Knock on wood, I've only had two hard drives fail on me in nearly 30 years of PC computing, starting out with a '286 back in the early-mid nineties before anything more than 28.8 Kbps modems were a thing. If I recall correctly, that machine had a whopping 5MB hard drive. :)
I won't bother naming the brand that failed; it was that brand because until this past year, it was the ONLY brand of hard drive I bought. This year I gave WD a shot for a media drive with one of their super-size 5400RPM jobs that goes to sleep far too often. Seems reliable enough, but it rarely spins up 'cause who has time for videos when there is work a'waitin'?
I'm hard on the drives, too, constantly pounding on them with builds and databases. The most abused were the ones in my media capture systems just before Y2K, and even THOSE drives lasted 2-3 times longer than their warranty period before I tossed them because they were too small to bother re-installing in the latest box.

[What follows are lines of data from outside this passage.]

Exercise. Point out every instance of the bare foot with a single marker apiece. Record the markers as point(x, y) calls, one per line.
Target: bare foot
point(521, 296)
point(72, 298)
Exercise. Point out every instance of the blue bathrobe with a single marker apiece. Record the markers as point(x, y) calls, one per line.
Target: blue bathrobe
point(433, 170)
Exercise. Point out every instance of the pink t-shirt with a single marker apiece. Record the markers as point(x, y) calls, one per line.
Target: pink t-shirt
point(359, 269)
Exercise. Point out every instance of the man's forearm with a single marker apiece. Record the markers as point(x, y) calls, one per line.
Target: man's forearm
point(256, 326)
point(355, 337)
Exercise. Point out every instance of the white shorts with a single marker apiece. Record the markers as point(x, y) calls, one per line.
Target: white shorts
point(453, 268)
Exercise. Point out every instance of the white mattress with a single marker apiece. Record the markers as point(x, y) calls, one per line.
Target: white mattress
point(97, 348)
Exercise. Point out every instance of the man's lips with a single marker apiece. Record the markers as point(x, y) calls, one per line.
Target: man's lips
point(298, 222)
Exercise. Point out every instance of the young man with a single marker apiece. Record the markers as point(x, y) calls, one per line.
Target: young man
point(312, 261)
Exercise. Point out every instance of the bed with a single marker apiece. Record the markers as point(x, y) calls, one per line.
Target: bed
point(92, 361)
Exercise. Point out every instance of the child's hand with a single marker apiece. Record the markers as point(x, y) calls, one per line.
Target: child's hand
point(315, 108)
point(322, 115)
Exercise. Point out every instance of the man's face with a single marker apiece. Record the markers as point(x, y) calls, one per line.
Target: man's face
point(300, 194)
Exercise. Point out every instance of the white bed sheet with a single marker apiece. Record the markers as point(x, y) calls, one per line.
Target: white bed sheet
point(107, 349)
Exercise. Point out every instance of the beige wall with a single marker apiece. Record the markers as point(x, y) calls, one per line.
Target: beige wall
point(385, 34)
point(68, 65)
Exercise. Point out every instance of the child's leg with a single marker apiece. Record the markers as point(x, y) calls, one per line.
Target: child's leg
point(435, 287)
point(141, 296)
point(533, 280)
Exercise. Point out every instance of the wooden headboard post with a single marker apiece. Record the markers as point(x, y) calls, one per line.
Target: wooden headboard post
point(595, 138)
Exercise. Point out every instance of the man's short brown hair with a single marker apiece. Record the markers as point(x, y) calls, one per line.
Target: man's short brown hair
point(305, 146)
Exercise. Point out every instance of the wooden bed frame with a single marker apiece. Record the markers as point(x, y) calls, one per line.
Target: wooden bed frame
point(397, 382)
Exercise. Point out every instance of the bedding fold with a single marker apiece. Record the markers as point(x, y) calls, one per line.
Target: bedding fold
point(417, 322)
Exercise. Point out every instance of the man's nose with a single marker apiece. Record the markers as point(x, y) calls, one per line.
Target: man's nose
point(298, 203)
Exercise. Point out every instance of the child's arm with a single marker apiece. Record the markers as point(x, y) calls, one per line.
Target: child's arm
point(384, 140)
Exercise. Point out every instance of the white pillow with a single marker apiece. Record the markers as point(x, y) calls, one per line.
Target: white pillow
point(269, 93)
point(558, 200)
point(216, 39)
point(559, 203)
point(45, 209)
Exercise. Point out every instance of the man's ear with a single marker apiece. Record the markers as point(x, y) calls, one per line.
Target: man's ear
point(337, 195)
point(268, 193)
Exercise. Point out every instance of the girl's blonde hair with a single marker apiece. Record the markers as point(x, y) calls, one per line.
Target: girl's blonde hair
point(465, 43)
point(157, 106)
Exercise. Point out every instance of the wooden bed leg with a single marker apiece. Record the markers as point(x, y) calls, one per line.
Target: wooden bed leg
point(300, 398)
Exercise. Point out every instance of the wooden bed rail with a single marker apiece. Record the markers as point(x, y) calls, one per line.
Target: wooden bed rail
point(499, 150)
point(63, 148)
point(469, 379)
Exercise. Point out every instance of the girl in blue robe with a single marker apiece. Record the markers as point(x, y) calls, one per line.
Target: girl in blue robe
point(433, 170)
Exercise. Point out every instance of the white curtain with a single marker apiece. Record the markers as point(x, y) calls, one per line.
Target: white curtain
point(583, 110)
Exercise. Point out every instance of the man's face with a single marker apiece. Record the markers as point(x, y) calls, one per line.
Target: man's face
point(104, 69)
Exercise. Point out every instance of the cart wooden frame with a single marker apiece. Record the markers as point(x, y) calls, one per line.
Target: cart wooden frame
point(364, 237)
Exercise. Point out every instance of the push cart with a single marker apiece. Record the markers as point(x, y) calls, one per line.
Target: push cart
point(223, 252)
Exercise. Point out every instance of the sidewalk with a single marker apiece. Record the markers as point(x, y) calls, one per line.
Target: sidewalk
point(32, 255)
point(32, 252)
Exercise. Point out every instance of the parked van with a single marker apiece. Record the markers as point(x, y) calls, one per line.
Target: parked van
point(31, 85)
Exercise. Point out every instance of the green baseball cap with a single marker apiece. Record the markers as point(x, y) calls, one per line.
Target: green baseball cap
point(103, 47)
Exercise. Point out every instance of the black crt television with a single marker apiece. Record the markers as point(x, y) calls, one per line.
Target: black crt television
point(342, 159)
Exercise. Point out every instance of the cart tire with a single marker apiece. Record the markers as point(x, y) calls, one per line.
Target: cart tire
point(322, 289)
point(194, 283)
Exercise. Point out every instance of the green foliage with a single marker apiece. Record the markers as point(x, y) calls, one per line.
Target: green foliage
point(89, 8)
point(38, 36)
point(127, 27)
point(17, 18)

But I do one thing that most people don't: I leave my computers running 24/7, and disable "sleep mode" on my spinning rust when I can. It is the start and stop friction that wears out bearings and causes drive failures; enterprise drives never shut down and don't fail nearly as often, despite the fact that there is really no major difference between most "enterprise" drives and most consumer drives save for the controller board and the warranty on it.